El zumbido de la oficina era constante, una frecuencia baja que solía ser reconfortante, pero que esta semana se sentía como un taladro en el sistema nervioso de Elena. Habían pasado tres días desde la última interacción con Víctor, y el ambiente en su sección del piso treinta y dos era irrespirable. No era una agresión directa; era algo mucho más insidioso. Era "ruido blanco": pequeñas omisiones, reuniones de equipo a las que ella no era convocada "por error" y cambios de prioridades de los que nadie le avisaba.
​Elena se encontraba sentada frente a su monitor, revisando los correos de la mañana por décima vez. Un mensaje de Víctor destacaba en la bandeja de entrada: "Elena, necesito que archives todos los registros operativos del trimestre pasado. Es un trabajo puramente administrativo, no requiere tu capacidad analítica. Hazlo para las dos de la tarde".
​Sus dedos volaron sobre el teclado, pero su mente estaba en otro sitio. Sentía que cada movimiento suyo estaba siendo supervisado, no para evaluar su eficacia, sino para encontrar el fallo que justificara su descarte. Víctor no solo quería que fallara; quería que ella llegara a la conclusión de que no pertenecía a ese lugar. Eso era el gaslighting puro: la reescritura constante de su realidad profesional.
​—¿Estás bien, Elena? —la voz de un compañero, Carlos, rompió su concentración.
​—Solo estoy terminando un archivo pesado —respondió ella, forzando una sonrisa que apenas llegó a sus ojos.
​Carlos la observó por un segundo más de lo necesario. Elena notó la mirada: era una mezcla de lástima y una distancia prudente. El grupo de trabajo, percibiendo la inestabilidad de Elena, se estaba alejando. Ella era una paria, pero sin que nadie hubiera levantado la voz en su contra. La estrategia de Víctor era perfecta.
​Al salir de la oficina, Elena sintió una opresión en el pecho que conocía bien, una que no experimentaba desde sus días en el instituto. Era el mismo miedo a ser vista como alguien incapaz, a que su reputación fuera destruida por las mentiras de un superior carismático. Se dirigió al baño y se encerró en un cubículo, cerrando los ojos con fuerza.
​"Controla la respiración", se repitió a sí misma, buscando desesperadamente el comando que le había enseñado a Mateo hace años.
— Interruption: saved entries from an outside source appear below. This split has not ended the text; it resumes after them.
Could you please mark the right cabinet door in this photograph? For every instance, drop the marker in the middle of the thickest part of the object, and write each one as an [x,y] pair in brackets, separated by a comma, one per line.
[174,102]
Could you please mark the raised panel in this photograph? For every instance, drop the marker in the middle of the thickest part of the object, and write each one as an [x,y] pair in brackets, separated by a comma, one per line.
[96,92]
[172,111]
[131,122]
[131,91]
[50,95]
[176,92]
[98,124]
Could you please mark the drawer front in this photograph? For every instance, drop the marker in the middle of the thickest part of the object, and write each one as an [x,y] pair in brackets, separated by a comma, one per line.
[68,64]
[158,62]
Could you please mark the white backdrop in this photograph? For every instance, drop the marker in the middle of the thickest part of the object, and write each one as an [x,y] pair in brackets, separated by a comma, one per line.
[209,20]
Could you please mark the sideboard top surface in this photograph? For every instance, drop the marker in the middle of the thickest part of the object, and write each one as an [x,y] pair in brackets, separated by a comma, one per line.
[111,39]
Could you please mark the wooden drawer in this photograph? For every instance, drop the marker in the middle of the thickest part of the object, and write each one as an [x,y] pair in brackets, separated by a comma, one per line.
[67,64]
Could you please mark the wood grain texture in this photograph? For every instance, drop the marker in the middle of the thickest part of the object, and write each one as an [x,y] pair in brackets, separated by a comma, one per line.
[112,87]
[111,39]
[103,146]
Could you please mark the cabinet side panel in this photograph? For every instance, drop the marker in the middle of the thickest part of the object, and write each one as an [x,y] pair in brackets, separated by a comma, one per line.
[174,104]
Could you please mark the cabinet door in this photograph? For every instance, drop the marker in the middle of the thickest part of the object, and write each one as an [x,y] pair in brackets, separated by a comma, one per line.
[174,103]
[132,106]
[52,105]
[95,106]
Pero en ese momento, el comando no funcionaba. Su sistema estaba colapsado. La Elena que siempre tenía una respuesta, que era la roca de otros, no encontraba cimientos donde sostenerse.
​Mientras tanto, Mateo, desde la biblioteca de la universidad, cerraba su ordenador. Había estado analizando el flujo de datos y los perfiles de los empleados de la empresa donde trabajaba Elena. No era un acosador, era un estratega analizando un campo de batalla. Había notado que las excusas de ella eran cada vez más vagas y su tono, por teléfono, carecía de esa firmeza eléctrica que la caracterizaba.
​Mateo no llamó. No quería presionar. En su lugar, tomó una decisión: iría a buscarla al salir del trabajo. Su mente de veinte años, a diferencia de su antigua versión de doce, no se ahogaba en la frustración ni en el berrinche. Ahora, su cerebro funcionaba como un procesador frío y metódico. Había identificado una anomalía, y el sistema exigía una intervención.
​Al llegar al lobby del edificio corporativo, Mateo se apostó cerca de la entrada principal, camuflándose entre el flujo constante de empleados. No tuvo que esperar mucho. Cuando Elena salió, se detuvo en seco al verlo. Su expresión no fue de alegría, sino de pánico; un pánico que ella intentó ocultar tras una máscara de frialdad que, por primera vez, no le ajustaba bien.
​—¿Qué haces aquí, Mateo? —preguntó ella, con la voz apenas por encima de un susurro.
​—Vine a buscarte —respondió él, observándola con una intensidad que la hizo bajar la mirada—. No soy el mismo niño del instituto, Elena. Sé que algo está roto en tu sistema. Y esta vez, no voy a dejar que lo arregles sola.
​El silencio que siguió entre ambos estaba cargado de una verdad que ya no podían ignorar: la guardiana había caído, y el estudiante, ahora convertido en un igual, estaba listo para tomar el relevo.